Las cámaras analógicas las concibo como una herramienta de trabajo sensorial, más cercana a un medio como la pintura; lo que permite que la obra hable a través de la materialidad del propio medio, algo que no logro con las cámaras digitales ni con la interacción con menús interminables.

Filmo exclusivamente en analógico, salvo en proyectos colaborativos puntuales. Si es un proyecto en solitario, lo digital no es una opción.
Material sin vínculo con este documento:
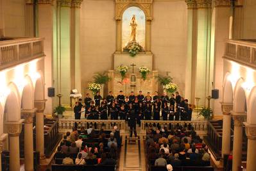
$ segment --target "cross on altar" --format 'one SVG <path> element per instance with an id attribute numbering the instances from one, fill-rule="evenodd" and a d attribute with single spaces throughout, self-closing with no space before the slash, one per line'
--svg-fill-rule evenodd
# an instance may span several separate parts
<path id="1" fill-rule="evenodd" d="M 136 66 L 136 65 L 133 63 L 131 66 L 132 67 L 132 73 L 134 73 L 134 67 Z"/>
Es simplemente mi herramienta de trabajo. El cine analógico me permite crear una conexión única con el sujeto —ya sea una persona, un objeto o la naturaleza— que no es fácil de explicar. La cámara es una protección, pero también me conecta: puedo participar en el mundo sin quedar absorbido por él. Parte de esta experiencia es simplemente mirar a través del visor, el sonido y la interacción física con la cámara.

Disfruto del elemento de sorpresa, intento estar plenamente en el momento y que cada toma tenga valor, convirtiéndose casi en un acto performativo o ritual.

Creo que el uso del formato también está muy conectado con la experiencia positiva dentro de la comunidad de cine experimental, donde finalmente me sentí en casa después de muchos años de probar distintas disciplinas en el ámbito artístico o de estancamiento. Las primeras veces que se proyectaron mis películas no tenía ni página web, ni Instagram, ni una trayectoria consolidada, y creo que eso fue algo maravilloso. Me animó a seguir adelante, a construir un lenguaje de expresión y a confiar en una comunidad acogedora que abraza la creación de trabajos independientes y no comerciales.

Juana Robles y George rodando Béal en Toronto

5. ¿Cómo ha sido la acogida en la comunidad experimental de Toronto y las instituciones?

La acogida en la comunidad experimental de Toronto y LIFT (Liaison of Independent Filmmakers of Toronto) ha sido extremadamente positiva. He contado con mucho apoyo, buenas facilidades y acceso a equipamiento, lo que ha permitido que el trabajo y mi práctica evolucionen de forma natural, sin presiones ni expectativas predeterminadas.

Esta experiencia también reforzó una forma de trabajar basada en el proceso, donde la escucha y la observación tienen prioridad sobre estructuras puristas dentro del cine analógico experimental o, al contrario, sobre narrativas cerradas y resultados predefinidos, abriéndose a cualquier tipo de lenguaje cinematográfico y entendiendo el cine experimental como algo gradual más que como un género aislado.

Durante la residencia también coincidí con miembros deI (S8), que presentaban trabajos de otras residencias, lo que abrió nuevas conexiones con cineastas y organizaciones durante sesiones de cine, cenas y encuentros informales. Además, pude asistir a distintas proyecciones en la ciudad y conocer laboratorios de procesado y escaneo, lo que amplió mi red dentro del contexto audiovisual local.

Ha sido una experiencia muy generosa y enriquecedora.

Encuentro con cineastas y programadores en Toronto. De izquierda a derecha, Juana Robles, Ángel Rueda, Almudena Escobar, John Porter, Nela Fraga, Sonya Mwambu, Janine Marchessault, Philip Hoffman.